The movie is unusual in that the hero is damaged goods. John Mills is excellent in portraying Captain Anson as a determined and stalwart British officer. He's even better at showing this man just a bit too eager for a drink, too quick to justify it, too close to breaking down when things don't work out. Mills was not a big man, and he has to dominate the movie next to two very big men, Harry Andrews and Anthony Quayle. Both are nearly a head taller than Mills. In one scene Mills as Anson collapses and Quayle must pick him up, carry him several steps to the rear of the ambulance and deposit him inside. This is all done in one shot. Quayle looks as if he's dealing with no more than a 50 pound bag of flour, yet Mills is definitely the one we watch during the movie. His Captain Anson may be falling apart, but he is determined to get the ambulance and its passengers to Alexandria. While he struggles to do so we can see that he's slowing pulling himself together. It's a nice performance. There also is almost no distraction from artificial romance. There is only the faintest hint of a possible relationship developing between Nurse Murdoch and Captain Anson, just a brief moonlight nuzzle and, much later, a realistic recognition of Anson's continuing demons and the difficulty of making personal plans in wartime. The movie also gives a much more subtle approach to the German enemy. At the conclusion, while the four of them are finally enjoying an ice-cold lager in an Alexandrian bar, one of them points out that, working together, they beat the desert, which was a bigger enemy than...well, you'll need to see the movie.

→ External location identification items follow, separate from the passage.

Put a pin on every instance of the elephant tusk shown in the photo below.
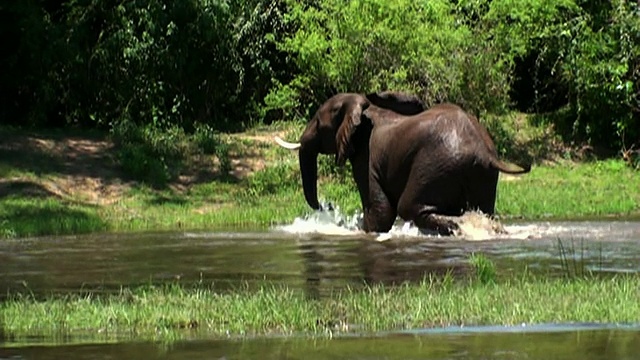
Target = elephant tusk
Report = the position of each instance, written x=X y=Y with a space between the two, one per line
x=286 y=144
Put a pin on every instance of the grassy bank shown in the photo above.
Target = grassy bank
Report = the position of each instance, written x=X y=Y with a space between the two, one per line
x=65 y=185
x=173 y=311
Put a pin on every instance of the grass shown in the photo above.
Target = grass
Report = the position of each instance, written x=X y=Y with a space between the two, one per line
x=30 y=205
x=172 y=311
x=572 y=190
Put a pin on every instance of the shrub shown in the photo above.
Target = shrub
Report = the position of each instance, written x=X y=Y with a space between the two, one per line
x=150 y=153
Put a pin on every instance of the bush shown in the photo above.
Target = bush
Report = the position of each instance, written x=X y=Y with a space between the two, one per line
x=274 y=179
x=150 y=153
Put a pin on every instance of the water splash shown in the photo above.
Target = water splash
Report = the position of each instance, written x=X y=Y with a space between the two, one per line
x=472 y=226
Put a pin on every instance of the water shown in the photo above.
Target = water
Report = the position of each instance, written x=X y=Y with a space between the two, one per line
x=579 y=342
x=318 y=255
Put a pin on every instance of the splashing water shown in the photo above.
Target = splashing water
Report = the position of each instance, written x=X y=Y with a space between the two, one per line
x=472 y=226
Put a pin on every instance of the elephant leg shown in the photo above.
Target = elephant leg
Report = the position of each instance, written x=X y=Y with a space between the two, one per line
x=380 y=215
x=432 y=203
x=428 y=218
x=481 y=190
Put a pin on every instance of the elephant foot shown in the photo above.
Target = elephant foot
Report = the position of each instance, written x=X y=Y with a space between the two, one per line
x=440 y=224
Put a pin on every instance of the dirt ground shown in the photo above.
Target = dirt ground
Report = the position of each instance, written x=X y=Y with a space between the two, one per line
x=85 y=168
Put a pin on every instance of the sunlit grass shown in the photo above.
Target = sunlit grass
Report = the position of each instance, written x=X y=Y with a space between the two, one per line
x=572 y=190
x=172 y=310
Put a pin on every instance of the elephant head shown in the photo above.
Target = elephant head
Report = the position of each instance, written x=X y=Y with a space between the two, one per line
x=331 y=130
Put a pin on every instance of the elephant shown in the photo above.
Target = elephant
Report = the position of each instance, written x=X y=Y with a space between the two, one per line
x=426 y=166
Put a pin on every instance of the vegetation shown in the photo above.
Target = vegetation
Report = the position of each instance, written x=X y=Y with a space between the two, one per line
x=171 y=311
x=166 y=70
x=56 y=189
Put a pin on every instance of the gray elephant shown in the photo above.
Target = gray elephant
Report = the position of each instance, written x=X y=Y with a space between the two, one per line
x=425 y=166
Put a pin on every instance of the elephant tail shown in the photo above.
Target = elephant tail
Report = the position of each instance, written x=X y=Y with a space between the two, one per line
x=509 y=168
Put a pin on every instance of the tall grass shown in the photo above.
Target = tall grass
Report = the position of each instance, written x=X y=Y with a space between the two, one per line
x=169 y=310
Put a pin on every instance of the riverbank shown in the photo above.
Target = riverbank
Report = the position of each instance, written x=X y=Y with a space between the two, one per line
x=172 y=312
x=71 y=183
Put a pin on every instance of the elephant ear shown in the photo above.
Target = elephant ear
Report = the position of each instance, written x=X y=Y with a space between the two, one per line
x=352 y=118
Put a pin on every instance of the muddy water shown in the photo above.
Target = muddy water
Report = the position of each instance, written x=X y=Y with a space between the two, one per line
x=318 y=257
x=580 y=342
x=315 y=259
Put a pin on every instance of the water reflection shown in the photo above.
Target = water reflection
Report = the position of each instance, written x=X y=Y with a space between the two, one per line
x=316 y=263
x=571 y=343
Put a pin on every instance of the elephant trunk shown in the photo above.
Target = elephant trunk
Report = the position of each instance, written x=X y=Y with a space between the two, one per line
x=309 y=171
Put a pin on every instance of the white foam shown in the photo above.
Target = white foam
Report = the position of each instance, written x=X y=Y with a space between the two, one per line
x=473 y=226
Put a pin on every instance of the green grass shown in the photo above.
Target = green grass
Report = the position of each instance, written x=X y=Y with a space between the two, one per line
x=171 y=311
x=572 y=190
x=274 y=195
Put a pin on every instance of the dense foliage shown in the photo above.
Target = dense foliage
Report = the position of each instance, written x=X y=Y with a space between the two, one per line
x=228 y=63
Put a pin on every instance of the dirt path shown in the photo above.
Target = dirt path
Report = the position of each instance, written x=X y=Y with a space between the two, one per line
x=85 y=169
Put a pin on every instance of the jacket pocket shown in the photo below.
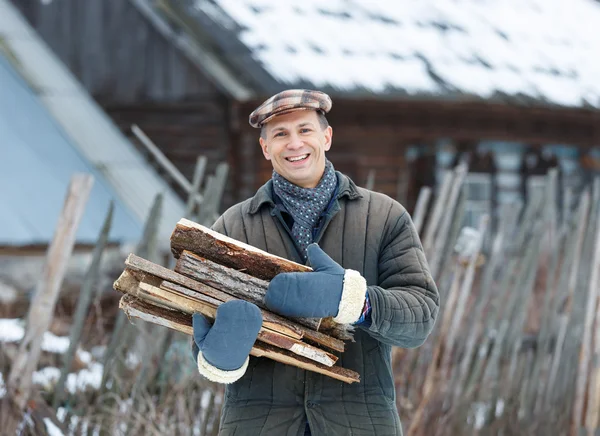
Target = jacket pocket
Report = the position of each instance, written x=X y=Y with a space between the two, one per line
x=379 y=374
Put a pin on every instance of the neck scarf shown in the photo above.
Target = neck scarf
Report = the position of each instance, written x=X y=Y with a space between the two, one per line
x=305 y=204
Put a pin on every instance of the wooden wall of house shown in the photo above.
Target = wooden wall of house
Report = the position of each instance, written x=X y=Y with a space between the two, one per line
x=376 y=135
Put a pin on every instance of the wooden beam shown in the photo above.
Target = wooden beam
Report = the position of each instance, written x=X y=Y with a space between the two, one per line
x=229 y=252
x=181 y=322
x=143 y=266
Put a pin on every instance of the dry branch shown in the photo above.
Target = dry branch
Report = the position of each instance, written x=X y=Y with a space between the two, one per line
x=135 y=308
x=143 y=266
x=207 y=306
x=229 y=252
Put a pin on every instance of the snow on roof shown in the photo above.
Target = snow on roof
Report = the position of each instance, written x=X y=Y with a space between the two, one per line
x=540 y=49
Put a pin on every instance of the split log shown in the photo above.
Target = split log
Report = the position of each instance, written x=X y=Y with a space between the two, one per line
x=207 y=306
x=228 y=280
x=229 y=252
x=143 y=266
x=135 y=308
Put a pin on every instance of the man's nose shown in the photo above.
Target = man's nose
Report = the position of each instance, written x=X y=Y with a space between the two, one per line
x=294 y=141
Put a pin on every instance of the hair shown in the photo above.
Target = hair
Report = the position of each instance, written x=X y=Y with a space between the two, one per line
x=320 y=115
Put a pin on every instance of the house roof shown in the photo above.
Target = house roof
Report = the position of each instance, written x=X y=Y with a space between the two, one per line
x=517 y=50
x=38 y=160
x=55 y=128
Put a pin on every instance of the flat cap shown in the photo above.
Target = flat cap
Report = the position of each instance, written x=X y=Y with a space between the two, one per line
x=288 y=101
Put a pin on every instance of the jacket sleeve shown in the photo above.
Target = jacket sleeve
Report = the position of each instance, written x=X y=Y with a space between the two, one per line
x=405 y=304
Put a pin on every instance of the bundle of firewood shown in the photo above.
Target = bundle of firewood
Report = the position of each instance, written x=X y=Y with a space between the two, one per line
x=212 y=269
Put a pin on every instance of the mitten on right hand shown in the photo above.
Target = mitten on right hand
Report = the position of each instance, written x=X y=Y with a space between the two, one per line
x=223 y=348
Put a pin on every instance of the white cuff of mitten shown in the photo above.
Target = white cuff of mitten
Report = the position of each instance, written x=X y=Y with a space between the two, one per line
x=352 y=302
x=217 y=375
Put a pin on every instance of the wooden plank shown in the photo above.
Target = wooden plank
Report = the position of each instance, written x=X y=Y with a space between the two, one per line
x=269 y=319
x=141 y=265
x=229 y=280
x=182 y=322
x=229 y=252
x=270 y=334
x=48 y=288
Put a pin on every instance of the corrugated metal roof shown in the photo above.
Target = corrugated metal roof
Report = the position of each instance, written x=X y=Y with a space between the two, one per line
x=37 y=161
x=542 y=50
x=89 y=131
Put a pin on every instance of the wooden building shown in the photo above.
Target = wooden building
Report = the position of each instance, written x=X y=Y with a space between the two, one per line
x=414 y=84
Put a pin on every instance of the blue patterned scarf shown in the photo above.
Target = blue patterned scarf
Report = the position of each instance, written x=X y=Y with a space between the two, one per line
x=305 y=204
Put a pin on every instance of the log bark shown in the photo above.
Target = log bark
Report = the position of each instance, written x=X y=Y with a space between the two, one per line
x=143 y=266
x=228 y=280
x=135 y=308
x=207 y=306
x=229 y=252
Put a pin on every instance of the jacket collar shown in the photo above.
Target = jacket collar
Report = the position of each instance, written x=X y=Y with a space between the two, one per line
x=264 y=195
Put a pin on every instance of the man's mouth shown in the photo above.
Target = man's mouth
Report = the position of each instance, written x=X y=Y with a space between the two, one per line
x=297 y=158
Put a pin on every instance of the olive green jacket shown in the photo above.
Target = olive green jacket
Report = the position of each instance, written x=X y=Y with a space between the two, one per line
x=367 y=232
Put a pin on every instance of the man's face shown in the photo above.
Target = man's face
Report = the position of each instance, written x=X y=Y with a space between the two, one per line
x=296 y=145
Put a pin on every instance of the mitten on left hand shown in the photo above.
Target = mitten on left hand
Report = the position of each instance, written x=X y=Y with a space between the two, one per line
x=329 y=290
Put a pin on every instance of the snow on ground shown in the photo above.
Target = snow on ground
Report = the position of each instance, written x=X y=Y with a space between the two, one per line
x=52 y=429
x=2 y=386
x=13 y=330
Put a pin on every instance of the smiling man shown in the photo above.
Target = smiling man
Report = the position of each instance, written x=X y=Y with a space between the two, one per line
x=369 y=272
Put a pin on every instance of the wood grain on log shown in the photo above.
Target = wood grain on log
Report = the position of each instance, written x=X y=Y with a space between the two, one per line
x=232 y=253
x=137 y=264
x=135 y=308
x=189 y=302
x=228 y=280
x=275 y=322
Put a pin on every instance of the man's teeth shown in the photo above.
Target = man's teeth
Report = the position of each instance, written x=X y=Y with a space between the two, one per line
x=295 y=159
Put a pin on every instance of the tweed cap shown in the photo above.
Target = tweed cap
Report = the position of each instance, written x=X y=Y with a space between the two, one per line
x=288 y=101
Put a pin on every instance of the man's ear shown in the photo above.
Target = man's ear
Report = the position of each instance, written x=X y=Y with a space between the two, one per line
x=328 y=132
x=263 y=147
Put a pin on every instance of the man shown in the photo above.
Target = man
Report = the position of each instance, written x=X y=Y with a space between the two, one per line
x=369 y=271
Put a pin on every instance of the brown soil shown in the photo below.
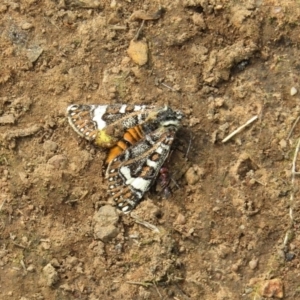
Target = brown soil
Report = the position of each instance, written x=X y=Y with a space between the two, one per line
x=229 y=229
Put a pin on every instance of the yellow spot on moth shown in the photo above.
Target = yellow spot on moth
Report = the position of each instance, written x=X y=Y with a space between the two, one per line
x=105 y=140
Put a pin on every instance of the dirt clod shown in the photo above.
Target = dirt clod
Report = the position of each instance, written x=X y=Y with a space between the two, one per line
x=50 y=274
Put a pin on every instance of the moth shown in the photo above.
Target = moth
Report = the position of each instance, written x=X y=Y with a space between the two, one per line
x=139 y=139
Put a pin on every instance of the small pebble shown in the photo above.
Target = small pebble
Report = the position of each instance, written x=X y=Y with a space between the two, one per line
x=283 y=144
x=50 y=146
x=253 y=263
x=289 y=256
x=138 y=52
x=293 y=91
x=272 y=288
x=26 y=26
x=50 y=274
x=180 y=219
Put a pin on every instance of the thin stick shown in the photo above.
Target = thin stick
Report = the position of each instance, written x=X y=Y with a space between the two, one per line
x=291 y=210
x=189 y=146
x=144 y=284
x=239 y=129
x=139 y=31
x=2 y=204
x=292 y=129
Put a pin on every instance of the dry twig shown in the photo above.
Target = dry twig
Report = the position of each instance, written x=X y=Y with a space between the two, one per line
x=239 y=129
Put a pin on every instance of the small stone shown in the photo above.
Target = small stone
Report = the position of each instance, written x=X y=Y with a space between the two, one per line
x=31 y=268
x=199 y=21
x=58 y=161
x=50 y=274
x=34 y=52
x=272 y=288
x=180 y=220
x=194 y=174
x=7 y=119
x=293 y=91
x=138 y=52
x=253 y=263
x=50 y=146
x=113 y=4
x=105 y=233
x=283 y=144
x=3 y=8
x=105 y=220
x=289 y=256
x=26 y=26
x=84 y=3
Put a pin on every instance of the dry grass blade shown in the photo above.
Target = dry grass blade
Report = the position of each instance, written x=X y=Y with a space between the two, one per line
x=239 y=129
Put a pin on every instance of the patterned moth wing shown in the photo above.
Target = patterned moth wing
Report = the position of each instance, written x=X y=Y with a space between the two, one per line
x=139 y=138
x=131 y=174
x=106 y=124
x=119 y=126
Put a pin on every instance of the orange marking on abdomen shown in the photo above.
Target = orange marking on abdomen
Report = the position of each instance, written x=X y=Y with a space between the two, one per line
x=132 y=136
x=129 y=137
x=113 y=153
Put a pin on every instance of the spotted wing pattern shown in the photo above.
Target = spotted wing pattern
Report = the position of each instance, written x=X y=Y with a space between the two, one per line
x=131 y=174
x=139 y=138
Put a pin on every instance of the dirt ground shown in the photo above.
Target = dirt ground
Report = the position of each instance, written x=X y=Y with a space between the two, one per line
x=229 y=230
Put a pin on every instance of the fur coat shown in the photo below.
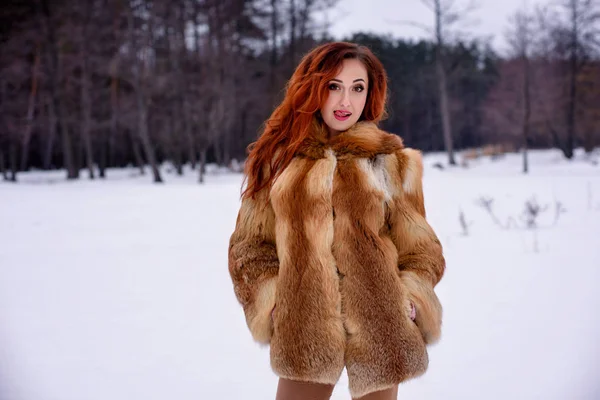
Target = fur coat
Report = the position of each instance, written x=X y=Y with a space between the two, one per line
x=340 y=250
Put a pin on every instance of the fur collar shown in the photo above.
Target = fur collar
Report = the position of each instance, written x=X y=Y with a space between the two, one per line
x=364 y=140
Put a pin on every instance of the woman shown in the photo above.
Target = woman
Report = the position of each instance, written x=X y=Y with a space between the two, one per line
x=332 y=258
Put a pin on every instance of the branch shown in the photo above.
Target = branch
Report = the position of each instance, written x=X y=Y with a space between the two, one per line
x=423 y=27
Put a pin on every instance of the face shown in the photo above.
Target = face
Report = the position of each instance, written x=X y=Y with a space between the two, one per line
x=347 y=97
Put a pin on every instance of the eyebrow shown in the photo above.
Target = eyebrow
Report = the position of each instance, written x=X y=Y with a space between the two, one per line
x=356 y=80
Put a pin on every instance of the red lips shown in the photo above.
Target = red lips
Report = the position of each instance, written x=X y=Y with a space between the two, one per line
x=341 y=115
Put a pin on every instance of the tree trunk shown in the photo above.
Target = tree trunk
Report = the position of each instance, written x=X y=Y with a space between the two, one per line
x=86 y=101
x=142 y=107
x=49 y=150
x=54 y=84
x=3 y=166
x=571 y=107
x=30 y=111
x=445 y=110
x=145 y=136
x=202 y=169
x=442 y=86
x=12 y=159
x=293 y=24
x=273 y=57
x=527 y=114
x=137 y=153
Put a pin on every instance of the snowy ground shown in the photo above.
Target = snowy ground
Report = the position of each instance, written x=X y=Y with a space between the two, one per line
x=119 y=289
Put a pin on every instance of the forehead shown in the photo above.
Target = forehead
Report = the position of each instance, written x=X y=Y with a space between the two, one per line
x=352 y=69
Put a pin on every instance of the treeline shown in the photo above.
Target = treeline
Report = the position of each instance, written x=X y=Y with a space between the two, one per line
x=95 y=84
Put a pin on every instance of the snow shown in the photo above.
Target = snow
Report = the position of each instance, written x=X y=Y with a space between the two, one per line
x=119 y=289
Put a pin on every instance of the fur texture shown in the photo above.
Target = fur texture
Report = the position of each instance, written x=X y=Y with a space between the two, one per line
x=342 y=248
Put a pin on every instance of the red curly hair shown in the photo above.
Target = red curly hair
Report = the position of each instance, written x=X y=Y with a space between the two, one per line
x=306 y=92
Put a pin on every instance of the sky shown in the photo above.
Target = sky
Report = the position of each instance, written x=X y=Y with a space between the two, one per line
x=490 y=19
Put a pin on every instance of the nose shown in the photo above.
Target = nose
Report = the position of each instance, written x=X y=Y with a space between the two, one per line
x=345 y=100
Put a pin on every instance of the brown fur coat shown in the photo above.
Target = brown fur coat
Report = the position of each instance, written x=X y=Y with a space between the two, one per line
x=341 y=250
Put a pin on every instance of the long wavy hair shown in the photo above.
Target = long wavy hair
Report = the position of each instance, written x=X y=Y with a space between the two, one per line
x=306 y=92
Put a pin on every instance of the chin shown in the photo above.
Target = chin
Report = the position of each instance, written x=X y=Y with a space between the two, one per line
x=341 y=126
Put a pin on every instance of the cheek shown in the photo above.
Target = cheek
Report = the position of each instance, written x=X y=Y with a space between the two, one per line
x=330 y=103
x=359 y=104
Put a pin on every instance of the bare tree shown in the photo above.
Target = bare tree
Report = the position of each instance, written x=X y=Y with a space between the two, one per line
x=140 y=69
x=54 y=67
x=448 y=17
x=520 y=38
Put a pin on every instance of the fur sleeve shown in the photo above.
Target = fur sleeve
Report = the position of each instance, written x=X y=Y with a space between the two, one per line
x=253 y=264
x=420 y=259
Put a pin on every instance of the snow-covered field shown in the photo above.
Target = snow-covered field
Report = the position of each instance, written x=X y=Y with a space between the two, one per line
x=119 y=290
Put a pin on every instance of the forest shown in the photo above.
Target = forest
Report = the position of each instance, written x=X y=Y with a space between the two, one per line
x=90 y=85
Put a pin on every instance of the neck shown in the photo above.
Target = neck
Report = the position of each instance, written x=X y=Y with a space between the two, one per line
x=331 y=133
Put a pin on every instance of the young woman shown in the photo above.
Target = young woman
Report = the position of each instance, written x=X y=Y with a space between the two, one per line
x=332 y=258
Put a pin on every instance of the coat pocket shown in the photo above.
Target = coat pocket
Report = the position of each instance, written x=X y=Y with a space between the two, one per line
x=428 y=306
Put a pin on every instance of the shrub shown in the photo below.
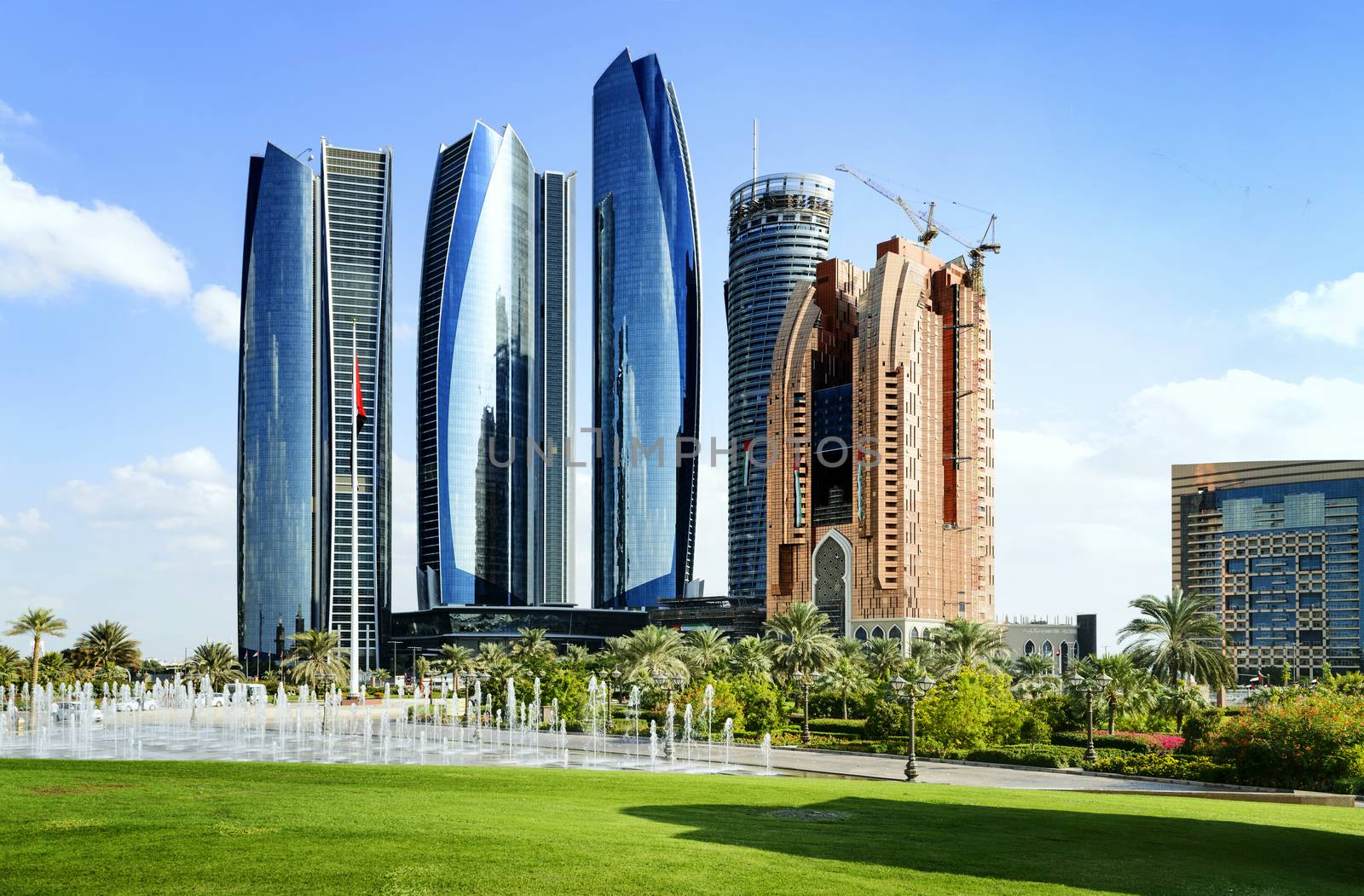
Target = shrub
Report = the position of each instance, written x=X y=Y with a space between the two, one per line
x=723 y=702
x=887 y=719
x=1190 y=768
x=1303 y=739
x=974 y=709
x=1124 y=741
x=845 y=727
x=1036 y=730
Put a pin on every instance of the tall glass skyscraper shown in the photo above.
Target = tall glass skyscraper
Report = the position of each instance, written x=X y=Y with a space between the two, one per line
x=281 y=396
x=358 y=295
x=779 y=232
x=647 y=300
x=494 y=350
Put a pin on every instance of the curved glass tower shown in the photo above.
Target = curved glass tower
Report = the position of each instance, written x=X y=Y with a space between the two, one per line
x=281 y=391
x=779 y=232
x=477 y=396
x=647 y=300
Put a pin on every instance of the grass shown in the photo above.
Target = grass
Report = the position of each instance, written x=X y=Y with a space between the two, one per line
x=77 y=827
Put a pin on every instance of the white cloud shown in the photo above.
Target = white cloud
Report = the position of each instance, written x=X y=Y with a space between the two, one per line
x=182 y=493
x=1333 y=311
x=48 y=243
x=14 y=531
x=1084 y=512
x=11 y=116
x=217 y=309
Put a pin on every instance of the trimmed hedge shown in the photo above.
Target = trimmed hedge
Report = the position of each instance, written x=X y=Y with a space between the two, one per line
x=1124 y=743
x=1187 y=768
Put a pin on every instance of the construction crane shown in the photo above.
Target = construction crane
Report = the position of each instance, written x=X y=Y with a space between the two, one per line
x=927 y=228
x=922 y=225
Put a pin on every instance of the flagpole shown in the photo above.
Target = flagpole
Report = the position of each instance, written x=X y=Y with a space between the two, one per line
x=355 y=523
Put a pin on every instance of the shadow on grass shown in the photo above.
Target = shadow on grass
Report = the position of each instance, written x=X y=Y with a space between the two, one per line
x=1122 y=853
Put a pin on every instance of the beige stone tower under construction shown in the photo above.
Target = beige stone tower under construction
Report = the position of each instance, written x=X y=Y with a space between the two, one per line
x=880 y=454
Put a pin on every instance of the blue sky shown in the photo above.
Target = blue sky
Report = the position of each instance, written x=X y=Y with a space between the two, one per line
x=1177 y=187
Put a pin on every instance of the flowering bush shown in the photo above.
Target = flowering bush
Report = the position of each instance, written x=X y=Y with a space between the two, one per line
x=1300 y=739
x=1190 y=768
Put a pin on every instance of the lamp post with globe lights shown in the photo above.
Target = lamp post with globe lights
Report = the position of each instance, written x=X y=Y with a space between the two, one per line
x=1089 y=686
x=911 y=691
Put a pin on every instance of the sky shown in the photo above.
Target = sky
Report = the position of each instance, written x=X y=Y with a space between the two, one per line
x=1180 y=280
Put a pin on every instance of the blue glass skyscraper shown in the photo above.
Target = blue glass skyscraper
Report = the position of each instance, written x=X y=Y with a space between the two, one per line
x=283 y=388
x=495 y=239
x=647 y=302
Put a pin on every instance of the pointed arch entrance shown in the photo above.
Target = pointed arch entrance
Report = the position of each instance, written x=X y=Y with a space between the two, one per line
x=831 y=582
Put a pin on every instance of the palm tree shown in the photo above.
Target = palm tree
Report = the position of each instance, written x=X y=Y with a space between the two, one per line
x=11 y=664
x=55 y=668
x=845 y=679
x=534 y=650
x=218 y=662
x=1179 y=637
x=802 y=640
x=317 y=659
x=1180 y=700
x=107 y=644
x=1036 y=674
x=709 y=648
x=655 y=650
x=752 y=656
x=38 y=622
x=454 y=659
x=1129 y=689
x=884 y=657
x=966 y=644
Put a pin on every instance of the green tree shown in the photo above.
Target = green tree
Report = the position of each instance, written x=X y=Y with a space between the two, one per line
x=1130 y=689
x=454 y=659
x=972 y=711
x=709 y=650
x=1180 y=700
x=655 y=650
x=1179 y=637
x=315 y=659
x=107 y=644
x=884 y=657
x=38 y=623
x=752 y=656
x=962 y=644
x=843 y=679
x=534 y=650
x=802 y=640
x=1034 y=675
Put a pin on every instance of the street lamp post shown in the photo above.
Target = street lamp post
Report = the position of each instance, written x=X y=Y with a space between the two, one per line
x=668 y=684
x=911 y=691
x=804 y=682
x=1089 y=688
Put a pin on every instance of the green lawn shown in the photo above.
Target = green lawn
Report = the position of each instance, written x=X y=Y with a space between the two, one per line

For those who like well-constructed films that don't let up, who like good performances and who like older British films, Ice Cold in Alex is worth having. The DVD transfer is just fine.

"Worth waiting for"....this dvd5
As the man said "They dont make them like this anymore."
This 1958 is a classic, taut war movie about the Second World War, about a small group of ordinary people who faced with crisis and peril just get on with it. I could watch this movie any day of the week and never get tired of it.

The main characters are an army captain on the verge of a breakdown, a determined nurse, a solid sergeant major and a South African soldier whom they pick up on the way. With simple heroism they try making their way to their goal, which in this case is a glass of ice cold beer in Alexandria on the coast.

The measure of a great film is whether it can stand the test of time. "Ice Cold In Alex" surely does that. The film has an excellent storyline and the acting and location cinematography is faultless. As you watch this film you gain a real sense of what it may have been like when British lines were in confusion at the spectre of the advancing Afrika Corps as our party try to effect an escape from the advancing Germans in a field ambulance.

Methinks i'll take a day off soon, and pull out my old dvds and set myself up for a day long movie session - Flight of the Phoenix, Ice Cold In Alex and Lawrence of Arabia, and sink a few beers.
"Worth waiting for".

Classic wartime adventure5
This is a terrific story of courage and endurance in the desert during WW2. John Mills (with terrible dyed blonde hair) is a British ambulance officer with a drink problem, who escapes the seige of Tobruk and has to get his passengers safely to Alexandria. With him is a stalwart sergeant (Harry Andrews) a mysterious South African (Anthony Quayle) and a gorgeous nurse (Sylvia Sims). This simple yet gripping story follows their struggles to get to Alexandria, evading capture by Germans. All the performances are first rate. The film contains what is for me, the most agonising scene in any movie. It's the excruciating moment when they've spent hours painfuly pushing the ambulance up a mountain of sand, and Syliva Sims unwittingly lets go of the crank and the amublance slides all the way down to the bottom again. I just die with mortification for her every time I see this scene, I am just SO sorry for her, and the men are all so NICE about it, which makes it even worse. And then of course there's that completely and utterly memorable scene at the end where they're in the bar in Alex and finally get their ice-cold beers. It really is worth waiting for. Marvellous film.